European Defence Policy

The Arab Center for Research and Policy Studies has published European Defence Policy by Karim Maslouh (448 pp.). The author explores European defence policy in its various dimensions and discusses the approaches that have been employed to understand and explain it by highlighting their most important components and demonstrating the fragility of the methodological and disciplinary boundaries that separate them. The book also discusses Europe’s relationship with NATO and attends to the limitations of European strategic independence by the continuation of that relationship, and it sheds light on the role of the slow, hesitant dynamic of the European defence sequence in postponing the resolution of the European Union’s strategic identity. The book reveals that the European Union’s ability to formulate a new understanding of international politics remains limited, as it crafts its understanding through heterogenous foundational structures, NATO’s culture of multilateral bureaucracy, and extant, evolving international structures.

Maslouh begins by discussing the environment of European defence policy, which he argues emerged out of a three-part compound of relationships: French-European, French-Atlantic, and European-Atlantic. The result is that transformations in the EU context, whether security, military, or cultural, are inseparable from European-American ties. Examining past developments, the book then considers French diplomacy with European countries; since facing defeat in World War II, France has used geopolitical, material, and cultural relations in its favour to obtain nuclear weapons, occupy a strong role within the EU, and form a tripartite partnership with the United Kingdom and Germany—all while navigating a complex relationship with NATO. The formation of a European defence force was ambitious, Maslouh argues, because it requires the EU to progress on all levels, including the limitation of national sovereignty, and would have repercussions for Europe’s relations with NATO. The issue is unlikely to be resolved in the medium term given low levels of unity among EU countries, and the continuation of a traditional relationship with NATO increases the likelihood that Europe remain strategically subordinate to the United States.

Next, the book considers a sociological and geopolitical approach to the European defence model, noting that the EU’s strategy is strongly characterised by crisis management and self-restraint. Hence, a political culture has taken shape of treating crises as ongoing events rather than conventional wars. This transformation has presented a theoretical and practical complication for researchers as to the emergence of a new paradigm of transformation in the international system, departing from the previous form largely defined by military settlements such as Westphalia (1648), Vienna (1815), and Yalta (1945).

The outpouring of strategic and security criteria, rules, and commitments within the NATO-EU relationship has become a subject through which to study the impact of NATO, EU policy, and European armed forces on security and mutual defence, to develop concepts to analyse the structure that emerges from this relationship. The objective here would be to offer a critical view of the mental image of NATO’s relationship to European defence. Yet Maslouh argues that these security developments only represent one aspect of this relationship.

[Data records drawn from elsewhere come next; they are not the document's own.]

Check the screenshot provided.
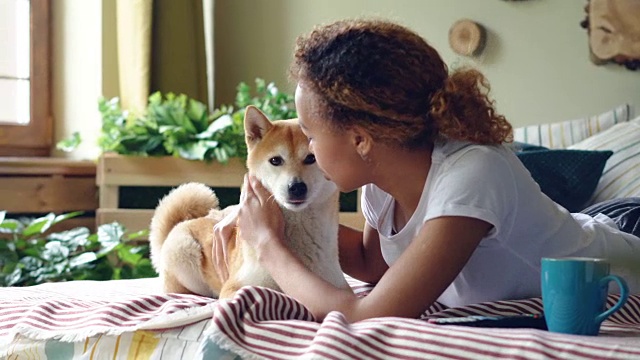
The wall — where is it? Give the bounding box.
[51,0,118,159]
[53,0,640,159]
[215,0,640,126]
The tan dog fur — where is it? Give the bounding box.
[149,107,348,298]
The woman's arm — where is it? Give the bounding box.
[338,224,389,284]
[238,176,491,322]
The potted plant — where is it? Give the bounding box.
[59,79,362,231]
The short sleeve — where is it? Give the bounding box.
[424,147,518,237]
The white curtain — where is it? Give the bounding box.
[116,0,214,110]
[116,0,153,110]
[202,0,215,110]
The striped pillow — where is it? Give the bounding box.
[569,117,640,204]
[513,104,631,149]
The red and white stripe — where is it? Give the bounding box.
[0,279,640,359]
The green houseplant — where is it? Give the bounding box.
[0,211,157,286]
[58,78,296,163]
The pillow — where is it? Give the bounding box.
[513,104,631,149]
[570,117,640,205]
[516,149,613,212]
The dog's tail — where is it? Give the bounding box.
[149,182,219,263]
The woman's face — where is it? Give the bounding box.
[295,84,364,192]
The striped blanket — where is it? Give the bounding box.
[0,279,640,359]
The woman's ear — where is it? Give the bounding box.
[351,127,373,161]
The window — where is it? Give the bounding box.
[0,0,53,156]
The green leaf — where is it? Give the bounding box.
[69,252,98,268]
[56,131,82,152]
[41,241,70,262]
[96,223,124,257]
[22,213,56,237]
[0,219,23,234]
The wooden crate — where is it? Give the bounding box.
[0,157,98,231]
[96,153,364,232]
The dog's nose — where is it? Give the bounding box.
[289,181,307,199]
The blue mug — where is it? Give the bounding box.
[541,257,629,335]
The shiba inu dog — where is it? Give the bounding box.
[149,106,348,298]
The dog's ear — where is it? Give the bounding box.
[244,105,273,147]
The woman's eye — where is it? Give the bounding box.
[304,154,316,165]
[269,156,284,166]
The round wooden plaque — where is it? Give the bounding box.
[449,19,486,56]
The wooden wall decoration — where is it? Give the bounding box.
[449,19,487,56]
[580,0,640,70]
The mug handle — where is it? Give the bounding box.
[596,275,629,324]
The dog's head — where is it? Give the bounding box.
[244,106,337,211]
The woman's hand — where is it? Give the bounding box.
[237,175,284,255]
[211,205,240,282]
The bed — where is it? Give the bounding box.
[0,278,640,359]
[0,105,640,359]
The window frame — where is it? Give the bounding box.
[0,0,53,157]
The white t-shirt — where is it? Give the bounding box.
[362,141,640,306]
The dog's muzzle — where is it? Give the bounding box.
[288,181,307,204]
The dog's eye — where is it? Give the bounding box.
[303,154,316,165]
[269,156,284,166]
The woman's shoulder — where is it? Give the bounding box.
[432,140,515,170]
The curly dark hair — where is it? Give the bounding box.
[290,19,512,149]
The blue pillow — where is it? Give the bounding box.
[512,144,613,212]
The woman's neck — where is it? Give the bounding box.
[373,146,433,226]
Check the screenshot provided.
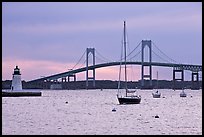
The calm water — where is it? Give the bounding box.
[2,89,202,135]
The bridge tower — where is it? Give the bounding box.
[191,71,200,90]
[173,67,184,90]
[86,48,95,89]
[141,40,152,88]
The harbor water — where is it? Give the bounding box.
[2,89,202,135]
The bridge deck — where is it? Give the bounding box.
[29,62,202,82]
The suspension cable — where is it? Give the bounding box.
[72,51,86,69]
[152,42,177,63]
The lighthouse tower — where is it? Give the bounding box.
[11,66,22,91]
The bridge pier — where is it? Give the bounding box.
[68,74,76,82]
[141,40,152,89]
[191,72,200,90]
[86,48,95,89]
[173,67,184,90]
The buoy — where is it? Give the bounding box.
[154,115,159,118]
[112,108,116,112]
[11,66,22,91]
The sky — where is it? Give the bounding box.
[2,2,202,81]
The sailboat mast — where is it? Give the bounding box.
[124,21,127,96]
[157,71,158,89]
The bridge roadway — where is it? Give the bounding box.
[28,62,202,82]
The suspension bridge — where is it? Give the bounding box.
[29,40,202,87]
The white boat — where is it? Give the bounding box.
[117,21,141,104]
[180,89,187,97]
[152,71,161,98]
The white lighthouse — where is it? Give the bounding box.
[11,66,22,91]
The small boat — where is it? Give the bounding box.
[152,71,161,98]
[180,89,187,97]
[152,90,161,98]
[117,21,141,104]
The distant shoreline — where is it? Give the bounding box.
[2,80,202,89]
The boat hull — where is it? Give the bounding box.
[152,93,161,98]
[180,94,186,97]
[118,97,141,104]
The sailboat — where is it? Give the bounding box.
[152,71,161,98]
[117,21,141,104]
[180,88,187,97]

In service of its continuation in light of growing burdens, leaders and politicians have taken note of the need to expand this relationship to protect the core of the Atlantic security collective, especially by a general rebalancing of this partnership by using components such as reviving past programmes to bring back American military commitment in Europe, promoting a new geopolitics based on commerce and political economy, or revitalising American commitment in Europe as necessary.